In my childhood house, the computer room (where I discovered the secrecy and likely peril of chat rooms when the internet came to our place in 1995) was a repository of suburban esoterica- the laundry chute, parents' teen journals, hundreds of records, my mother's nameplate from her years as a secretary at Dime Bank- "Elissa Shivek"- etched proof of life before the other three of us. The storyboard department at Home Goods would be enthralled, them or the anthropology department, provided either such departments exist.
There was a wicker frog filled with matchbooks from Long Island restaurants. Wicker was an 80's thing, marketing via smoking paraphernalia too, and obviously frog never goes out of style. They sold the house in 1998, when I moved to New York, and I finally took the frog with me at some point. To 3rd Ave? Eastern Parkway? Dean Street? Did it just arrive here?
Better than the frog , though, is its empty wicker guts filled with the mathbooks. Elegant rectangular boxes and cheap bendable cardboard flaps. I love shoving my hand in and grabbing one, digging it out like a claw machine.
The matchbooks are miniature museums of suburbia, printed with addresses of restaurants, most (I'm sure) closed. Sometimes we pull out a book and read the name: Bedell's at West Wind, Fine Waterside Dining and Catering. La Cisterna, the map to 109 Mineola Blvd. printed minutely and helpfully on the back; it does look a little confusing around the street. Sometimes we consider picking a matchbook, going to the address and dining at whatever is there now as tribute, even if it's an auto body shop and all there is to eat are Snickers.
We have lighters here but I always light my bowls with one of the matchbooks, even if the sides are Goldilocks-caliber inadequate. Sides too dry, too wet, too ancient. The sticks too brittle. I still drag the matches across, until I see that triumphant little orange, sometimes wasting entire books. I will never run out.

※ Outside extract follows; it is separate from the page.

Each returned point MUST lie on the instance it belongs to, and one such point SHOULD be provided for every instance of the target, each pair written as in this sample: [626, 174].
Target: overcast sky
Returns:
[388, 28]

I'm smoking a bowl right now with a pack from-hold on- Bobby Rubino's. Their ribs were fantastic, and this isn't even nostalgic editing. Just really good, vinegary bbq. It was my favorite place to go with Bret and my parents, where we could eat dirty and with our hands.
My dad always made great decisions, both heroic (the sacrifices, gentleness and compassion he showed my mom as she deteriorated)and everyday (those exciting nights out, or a day trip to the pond or the museum,grounding us and following through). The strange decision of keeping matchbooks in a frog, one that has turned utterly sentimental and practical for me. He is such a hero to me, always was.
When I dig my hands into that frog and pull out some tiny jewel of wood and paper- a deli in Merrick, a Chinese buffet in Wantagh- it isn't wicker, or sentiment or passe late 20th century decoration. It's a little, ugly treasure chest.
I can't wait to see you tomorrow, dad.